We’d moved the year before, out of state and out of culture. Thanksgiving was shaping up as friends going out of town to be with relatives, so we’d planned a quiet weekend at our homestead.
This was not a problem; we’re not big on commercial holidays, preferring to recognize the Earth-centered seasonal markers usually found beneath the layers of marketing distortions. I remember one year when a work colleague bemoaned the approach of this Big Family Day signaling the start of a season of "oughts" and obligations. She wanted to go skiing but "needed" to put in an appearance with her family who often squabbled of late over her sister's antics. She was distraught, torn between having a memorable time with friends, dutifully filling a chair and listening to bickering, and the pictures implanted in her head of the Perfect Hollywood-Hallmark Happy Family.
"Aren't holidays supposed to be fun?" she remarked. "Well, if they aren't, why do you continue to go?" I asked her. It's important to be with family when we want to be and when they need us, but it's not important to follow a commercially imposed script.
On Monday, my husband came home from work with a flier in his hand. “Ginger’s” cafe where he ate lunch was a popular place, usually crowded at lunch time. We’d also been there several times for breakfast on the weekends and it was crowded then, too. The flier announced that all Ginger’s customers not otherwise engaged were invited to a Thanksgiving potluck to be held in a community room at the shopping center where her cafe was located, and open to those with no particular plans for the day.
Ginger and her husband would provide coffee, tea, soft drinks and the turkeys. I think she divided guests’ contributions alphabetically (A through H, appetizers or salad, I through P, side dishes, and the dessert group), but she made it clear you could bring whatever you wanted if the alphabetical guidelines didn’t work for you. We decided she had a great idea. While we knew only one of her other customers, we were acquainted with Ginger and her husband, and we were up for something different.
Thanksgiving Thursday arrived brisk and sunny, and when we showed up at the appointed hour there were quite a few people there already. We checked in with Ginger, added our contributions to the quickly filling tables and ourselves to the growing line as yet more people came in the door. And we thought we were probably the only ones kicking back solo over the weekend!
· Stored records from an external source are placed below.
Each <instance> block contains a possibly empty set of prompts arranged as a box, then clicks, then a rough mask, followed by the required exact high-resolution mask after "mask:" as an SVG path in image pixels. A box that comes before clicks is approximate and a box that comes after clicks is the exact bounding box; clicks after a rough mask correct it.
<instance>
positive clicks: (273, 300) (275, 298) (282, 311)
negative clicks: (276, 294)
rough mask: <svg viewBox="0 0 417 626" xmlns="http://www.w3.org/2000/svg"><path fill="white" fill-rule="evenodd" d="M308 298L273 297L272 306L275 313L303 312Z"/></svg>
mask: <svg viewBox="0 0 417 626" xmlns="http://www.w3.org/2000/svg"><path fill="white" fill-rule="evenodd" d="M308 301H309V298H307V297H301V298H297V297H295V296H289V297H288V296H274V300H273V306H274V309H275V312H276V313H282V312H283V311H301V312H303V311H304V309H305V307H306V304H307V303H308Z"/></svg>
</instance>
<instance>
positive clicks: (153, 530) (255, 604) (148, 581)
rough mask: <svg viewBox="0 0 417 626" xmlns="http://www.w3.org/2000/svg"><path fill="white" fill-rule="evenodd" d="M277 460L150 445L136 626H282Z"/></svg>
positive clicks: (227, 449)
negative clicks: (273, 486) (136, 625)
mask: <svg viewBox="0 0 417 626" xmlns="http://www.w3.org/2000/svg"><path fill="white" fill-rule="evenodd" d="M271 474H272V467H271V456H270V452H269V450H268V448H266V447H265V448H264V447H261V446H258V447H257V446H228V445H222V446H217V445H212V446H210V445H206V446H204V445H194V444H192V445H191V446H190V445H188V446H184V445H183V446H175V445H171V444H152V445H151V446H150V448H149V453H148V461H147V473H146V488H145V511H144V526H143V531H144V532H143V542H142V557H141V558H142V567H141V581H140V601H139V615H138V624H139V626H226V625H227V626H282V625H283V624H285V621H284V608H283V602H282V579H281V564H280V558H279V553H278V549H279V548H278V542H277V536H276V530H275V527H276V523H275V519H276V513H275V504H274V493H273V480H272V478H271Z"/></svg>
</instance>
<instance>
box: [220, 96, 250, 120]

When our plates were full we turned to face the next step - looking for a place to sit and prospective conversation partners - when another couple approached us asking if we’d like to find a table with them. We would. We did. The food was good and the conversation turned out to be especially fun. We hit it off immediately with our new acquaintances who are still friends some sixteen years later, having passed various holidays at each other’s homes. We would probably have met them eventually through some other community activity, since we shared several interests, but this simple alternative to the Perfect Happy Family Day was an ideal introduction.
Ginger and her husband retired and closed their cafe, but I often wonder how many other friendships began at that potluck, all because one woman had a good idea about doing things a little differently.